Created attachment 318371 [details] [review] Support full text search Updated patch addressing raised points.
Review of attachment 318371 [details] [review]: Thanks, Rafael. Looks good to me. I pushed it to master after adding the bug URL to the commit message and making the following tiny changes. ::: src/query.js @@ +157,3 @@ let step = Search.OFFSET_STEP; + tailSparql += 'ORDER BY DESC(fts:rank(?urn)) '; // fts relevance ordering This comment seems redundant. I think it is obvious what we are doing. ::: src/search.js @@ +366,3 @@ + return '?urn fts:match \'%s\' . '.format(ftsterms.join(' ')); + + }, The newline got mixed up. :)
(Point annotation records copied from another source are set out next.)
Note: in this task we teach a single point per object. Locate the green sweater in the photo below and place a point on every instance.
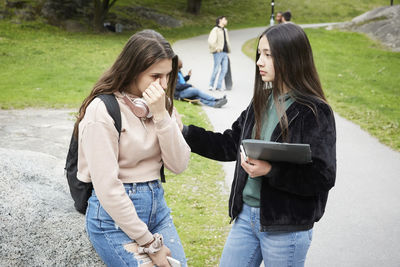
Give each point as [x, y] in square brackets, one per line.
[251, 192]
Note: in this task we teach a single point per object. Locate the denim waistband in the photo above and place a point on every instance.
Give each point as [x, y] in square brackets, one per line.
[145, 186]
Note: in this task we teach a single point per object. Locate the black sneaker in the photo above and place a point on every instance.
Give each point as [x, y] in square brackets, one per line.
[220, 103]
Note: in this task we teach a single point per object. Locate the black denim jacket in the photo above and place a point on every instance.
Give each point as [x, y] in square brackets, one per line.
[293, 196]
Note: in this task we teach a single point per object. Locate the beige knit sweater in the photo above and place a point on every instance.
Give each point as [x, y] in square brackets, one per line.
[142, 148]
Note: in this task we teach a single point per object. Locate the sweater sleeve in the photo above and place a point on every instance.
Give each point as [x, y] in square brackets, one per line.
[318, 176]
[99, 141]
[175, 152]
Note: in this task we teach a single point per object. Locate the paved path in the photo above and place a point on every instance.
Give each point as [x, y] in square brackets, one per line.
[361, 225]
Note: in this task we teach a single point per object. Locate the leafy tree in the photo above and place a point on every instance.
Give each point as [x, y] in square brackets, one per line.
[101, 8]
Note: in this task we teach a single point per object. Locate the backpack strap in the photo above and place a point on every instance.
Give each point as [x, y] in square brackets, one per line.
[113, 109]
Created attachment 318977 [details] [review] query, search: Add full-text search I hope I didn't mess anything up because I had a strange feeling of déjà vu. I did double check it.
My apologies that it took 3 years to land this. Thank you for all your hard work and patience!
(In reply to Debarshi Ray from comment #33) > My apologies that it took 3 years to land this. Thank you for all your hard > work and patience! No worries. Let me know in case of any problems.